During that time Safronov stopped moving altogether. The students told Kommersant that they did not see anyone near Safronov, nor anyone in the windows of the stairway or leaving through the front door. At least three of his neighbors on the fourth and fifth floors were home at the time. They did not hear any suspicious noises on the stairway.
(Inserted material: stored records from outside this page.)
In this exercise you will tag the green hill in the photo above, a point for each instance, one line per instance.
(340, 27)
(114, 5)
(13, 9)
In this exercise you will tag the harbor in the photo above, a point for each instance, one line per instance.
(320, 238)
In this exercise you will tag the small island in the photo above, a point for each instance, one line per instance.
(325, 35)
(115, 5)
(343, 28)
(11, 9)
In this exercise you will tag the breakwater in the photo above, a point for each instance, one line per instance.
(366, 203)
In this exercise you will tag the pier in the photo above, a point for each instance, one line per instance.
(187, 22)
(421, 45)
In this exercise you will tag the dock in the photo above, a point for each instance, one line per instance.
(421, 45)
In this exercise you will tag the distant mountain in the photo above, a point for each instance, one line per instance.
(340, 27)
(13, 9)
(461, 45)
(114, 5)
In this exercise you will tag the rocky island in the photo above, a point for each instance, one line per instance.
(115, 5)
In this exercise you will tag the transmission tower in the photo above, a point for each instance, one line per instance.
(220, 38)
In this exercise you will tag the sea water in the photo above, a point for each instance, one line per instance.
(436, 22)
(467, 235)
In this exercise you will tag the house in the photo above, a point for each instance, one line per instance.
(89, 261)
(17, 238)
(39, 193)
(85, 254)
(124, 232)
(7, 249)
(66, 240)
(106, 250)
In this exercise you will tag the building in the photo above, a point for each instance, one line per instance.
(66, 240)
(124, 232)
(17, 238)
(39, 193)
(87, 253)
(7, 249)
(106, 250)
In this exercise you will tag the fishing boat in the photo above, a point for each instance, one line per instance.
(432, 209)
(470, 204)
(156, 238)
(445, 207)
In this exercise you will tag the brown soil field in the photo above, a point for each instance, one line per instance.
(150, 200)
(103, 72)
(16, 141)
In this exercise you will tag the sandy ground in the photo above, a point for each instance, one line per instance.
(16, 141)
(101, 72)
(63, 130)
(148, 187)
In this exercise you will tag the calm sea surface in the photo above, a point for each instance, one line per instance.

Safronov had taken sick leave on Friday and gone to a clinic in the Arbat district. He left the clinic at 2 PM and returned home. He had bought oranges which were found scattered on the stairway along with his cap between the fourth and fifth floors. Since Safronov was tall and solidly built, it would not have been easy to throw him from the small window, which was usually left open for smokers who gathered around it. However, footprints were found on the windowsill and ledge outside the window. The snow on top of the canopy over the entrance was disturbed where he fell onto it before rolling off and onto the ground below. An autopsy revealed multiple fractures and injuries to internal organs consistent with a fall from a great height. No drugs or alcohol were found in Safronov's blood.

"The suicide theory has become dominant in the investigation, but all those who knew Ivan Safronov categorically reject it," Kommersant said in an article on 5 March .

Ivan Safronov was buried on 7 March 2007 at the Khovanskoye Cemetery, Moscow.

===Public reaction===
General Vladimir Mikhaylov, Commander of the Russian Air Force, expressed in a statement:
 "[Safronov] was one of those people who is remembered for his bright creative talent. It was always interesting to talk with him, not only as a professional, but also as an interesting person."

===Son===
His son, also named Ivan, worked on military reporting for Kommersant until 2019, when he joined a separate daily newspaper, Vedomosti. In June 2019, the Russian courts heard allegations that Kommersant had disclosed state secrets. According to the BBC, "The information reportedly had to do" with an article that included Safronov on the byline. Safronov was later fired over a separate article, prompting the entire politics desk of Vedomosti to resign in protest.

Safronov was arrested in July 2020 on charges of treason. At the time of his arrest, he was working as an advisor to the head of the Roscosmos space agency. Kommersant has called the treason charges "absurd". On 5 September 2022 Safranov was sentenced to 22 years in prison in relation to the treason charges.